Before they give in,
they'd rather fuss and fight,
than say, `It's my country'".I guess what I like the most about Curtis Mayfield is the honesty of his songs and the pure, sweet expression of his voice. He could really do a heartbreak song, as shown in
"I Loved and I Lost...and I might as well confess" Probably my favorite song of all is the single "The Makings of You," which, apparently (incredibly), did not chart in 1970.
"Add a little sugar,
a great big expression of happiness...
The joy of children laughing around you,
these are the makings of you."Actually, it doesn't matter what he's singing on this song. The purity and soulfulness of his voice is apt to bring a tear. And the music is so pretty; it could be on the soundtrack to a movie. Many people enjoy the "Superfly" era of Curtis Mayfield (roughly 1970-73)-with it's funk-like rhythms and orchestration on songs such as "Move on Up" "Freddie's Dead" "Get Down" and "Pusherman". In fact, that's the music most people probably think of when they hear his name. That period is well represented in this set, mostly on disc two. My favorites are "We Got to Have Peace," "If I Were Only a Child Again" and 1975's "So in Love." There are three live songs at the end of disc one, "Check Out Your Mind," "Mighty Mighty (Spade and Whitey)", and "Stone Junkie" which shows a different side of Curtis-as the leader of a band that could funk and groove, and connect with a live audience.On disc three ('76-`90), Curtis exhibits a more laid-back approach, including a return to love songs such as "Between You Baby and Me" (with Linda Clifford), "Love Me, Love Me Now" and "Tripping Out". He never lost his social conscious, however, as represented in the songs "Mr.
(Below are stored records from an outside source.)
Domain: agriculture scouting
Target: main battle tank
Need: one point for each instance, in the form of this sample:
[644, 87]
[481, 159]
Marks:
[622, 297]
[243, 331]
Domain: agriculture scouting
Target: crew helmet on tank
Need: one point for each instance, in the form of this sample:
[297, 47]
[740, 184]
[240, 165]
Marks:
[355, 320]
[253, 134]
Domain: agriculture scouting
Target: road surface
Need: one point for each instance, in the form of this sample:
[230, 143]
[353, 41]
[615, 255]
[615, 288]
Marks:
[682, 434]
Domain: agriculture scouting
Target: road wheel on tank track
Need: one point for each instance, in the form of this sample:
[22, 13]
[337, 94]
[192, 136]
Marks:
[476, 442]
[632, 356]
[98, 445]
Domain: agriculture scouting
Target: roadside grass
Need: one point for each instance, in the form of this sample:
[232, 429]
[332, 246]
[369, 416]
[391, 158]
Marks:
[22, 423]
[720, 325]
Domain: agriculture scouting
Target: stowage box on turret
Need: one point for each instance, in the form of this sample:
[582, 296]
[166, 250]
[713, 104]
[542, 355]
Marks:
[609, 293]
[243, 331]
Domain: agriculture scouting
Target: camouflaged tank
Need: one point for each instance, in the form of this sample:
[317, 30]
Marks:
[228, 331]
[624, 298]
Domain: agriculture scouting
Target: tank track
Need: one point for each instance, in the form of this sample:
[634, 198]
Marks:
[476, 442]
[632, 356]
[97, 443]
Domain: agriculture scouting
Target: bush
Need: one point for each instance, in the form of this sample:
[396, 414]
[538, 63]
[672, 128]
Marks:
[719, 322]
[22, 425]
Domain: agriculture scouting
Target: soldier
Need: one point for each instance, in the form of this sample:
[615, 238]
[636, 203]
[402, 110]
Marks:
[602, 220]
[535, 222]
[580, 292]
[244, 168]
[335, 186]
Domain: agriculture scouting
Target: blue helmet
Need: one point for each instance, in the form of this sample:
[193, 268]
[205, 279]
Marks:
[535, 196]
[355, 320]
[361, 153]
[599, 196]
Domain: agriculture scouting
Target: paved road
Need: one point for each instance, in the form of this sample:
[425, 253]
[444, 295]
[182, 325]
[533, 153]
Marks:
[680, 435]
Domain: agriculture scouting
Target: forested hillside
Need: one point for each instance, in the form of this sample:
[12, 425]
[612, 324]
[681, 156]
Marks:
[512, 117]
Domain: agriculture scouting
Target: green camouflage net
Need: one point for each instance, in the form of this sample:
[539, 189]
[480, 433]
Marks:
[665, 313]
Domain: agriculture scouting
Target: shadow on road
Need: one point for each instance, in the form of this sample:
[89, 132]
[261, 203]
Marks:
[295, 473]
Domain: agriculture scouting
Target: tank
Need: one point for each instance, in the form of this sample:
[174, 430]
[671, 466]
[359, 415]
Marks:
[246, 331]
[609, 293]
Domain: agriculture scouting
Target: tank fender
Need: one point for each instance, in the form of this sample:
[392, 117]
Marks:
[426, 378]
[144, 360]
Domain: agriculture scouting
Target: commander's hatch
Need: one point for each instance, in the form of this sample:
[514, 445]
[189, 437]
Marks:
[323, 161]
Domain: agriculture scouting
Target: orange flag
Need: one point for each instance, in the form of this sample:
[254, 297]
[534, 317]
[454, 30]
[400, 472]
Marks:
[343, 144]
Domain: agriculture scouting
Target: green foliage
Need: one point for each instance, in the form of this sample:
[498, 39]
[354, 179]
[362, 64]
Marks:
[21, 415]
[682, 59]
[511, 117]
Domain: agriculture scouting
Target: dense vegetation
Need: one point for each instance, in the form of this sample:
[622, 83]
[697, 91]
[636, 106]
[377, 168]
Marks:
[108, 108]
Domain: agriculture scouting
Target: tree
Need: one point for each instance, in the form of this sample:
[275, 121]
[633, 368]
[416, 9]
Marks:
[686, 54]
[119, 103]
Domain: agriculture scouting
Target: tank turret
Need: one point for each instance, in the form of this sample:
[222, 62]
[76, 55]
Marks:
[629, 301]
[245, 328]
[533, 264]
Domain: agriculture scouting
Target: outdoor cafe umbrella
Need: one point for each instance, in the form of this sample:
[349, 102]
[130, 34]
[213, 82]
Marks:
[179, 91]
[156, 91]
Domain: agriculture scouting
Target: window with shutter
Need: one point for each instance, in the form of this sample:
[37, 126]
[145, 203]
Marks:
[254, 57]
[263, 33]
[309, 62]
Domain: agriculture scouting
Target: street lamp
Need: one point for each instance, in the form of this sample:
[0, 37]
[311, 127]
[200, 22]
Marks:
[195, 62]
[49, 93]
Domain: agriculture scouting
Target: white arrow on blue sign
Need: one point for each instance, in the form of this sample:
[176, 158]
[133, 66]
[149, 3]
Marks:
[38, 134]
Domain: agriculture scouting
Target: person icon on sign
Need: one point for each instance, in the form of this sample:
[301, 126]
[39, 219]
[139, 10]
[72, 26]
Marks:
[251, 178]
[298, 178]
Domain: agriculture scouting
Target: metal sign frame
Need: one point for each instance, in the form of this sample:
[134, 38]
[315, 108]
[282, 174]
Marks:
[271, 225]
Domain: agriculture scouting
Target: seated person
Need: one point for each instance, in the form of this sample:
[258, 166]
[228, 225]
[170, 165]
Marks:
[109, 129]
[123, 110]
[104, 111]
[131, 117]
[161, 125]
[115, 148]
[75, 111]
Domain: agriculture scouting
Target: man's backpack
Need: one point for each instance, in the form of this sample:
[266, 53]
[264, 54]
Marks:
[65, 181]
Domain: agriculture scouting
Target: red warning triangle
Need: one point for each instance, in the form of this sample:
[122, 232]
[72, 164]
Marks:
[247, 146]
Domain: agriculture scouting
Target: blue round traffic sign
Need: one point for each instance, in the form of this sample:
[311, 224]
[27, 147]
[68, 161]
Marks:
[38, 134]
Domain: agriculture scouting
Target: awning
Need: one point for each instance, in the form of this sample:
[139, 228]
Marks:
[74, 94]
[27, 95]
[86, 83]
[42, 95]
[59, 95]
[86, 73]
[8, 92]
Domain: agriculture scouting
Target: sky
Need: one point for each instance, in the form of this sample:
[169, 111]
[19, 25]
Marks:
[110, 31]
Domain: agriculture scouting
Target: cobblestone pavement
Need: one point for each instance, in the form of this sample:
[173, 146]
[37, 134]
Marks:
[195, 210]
Welfare Man" and "Homeless" I enjoy discs two and three but, overall, I'm partial to the stuff did with the Impressions (12 songs), and his earliest solo stuff (on disc one). This disc, by itself, is worth every dime you pay for the set. This box set includes a well-written booklet about Curtis's music career, with many great photos."
Rest in Peace
Sean C. | 03/08/2000
(5 out of 5 stars)
"Rest in Peace to a great lyricist and a humble man. When I heard he died, I felt as if someone in my family passed. His words of unity, peace and harmony within the black community and throughout the world will live on in our hearts forever. Please pick up this "album," give respect where it is justly due. Listen to the song "People Get Ready," it describes ascending to heaven; he's finally home. Rest in peace, brother..."
A Fitting Tribute
Eric V. Moye | New York, by way of Dallas | 04/10/2000
(5 out of 5 stars)
"Rhino ought to be praised for the work they brought together here. Starting with the great hits of his days with the Impressions, this three-disc collection has just about all one would want from a true genius, and is a great survey. "Amen", "Keep on Pushing", "People Get Ready" show Curtis' roots. Hew has great love songs, also, like my personal favorite "Fool For You". Then, we get into Superfly, and the great hits from Curtis' solo career, like "Get Down" and "Hell Below".He had a great run, and did tons of good music. This is a great place to get much of it."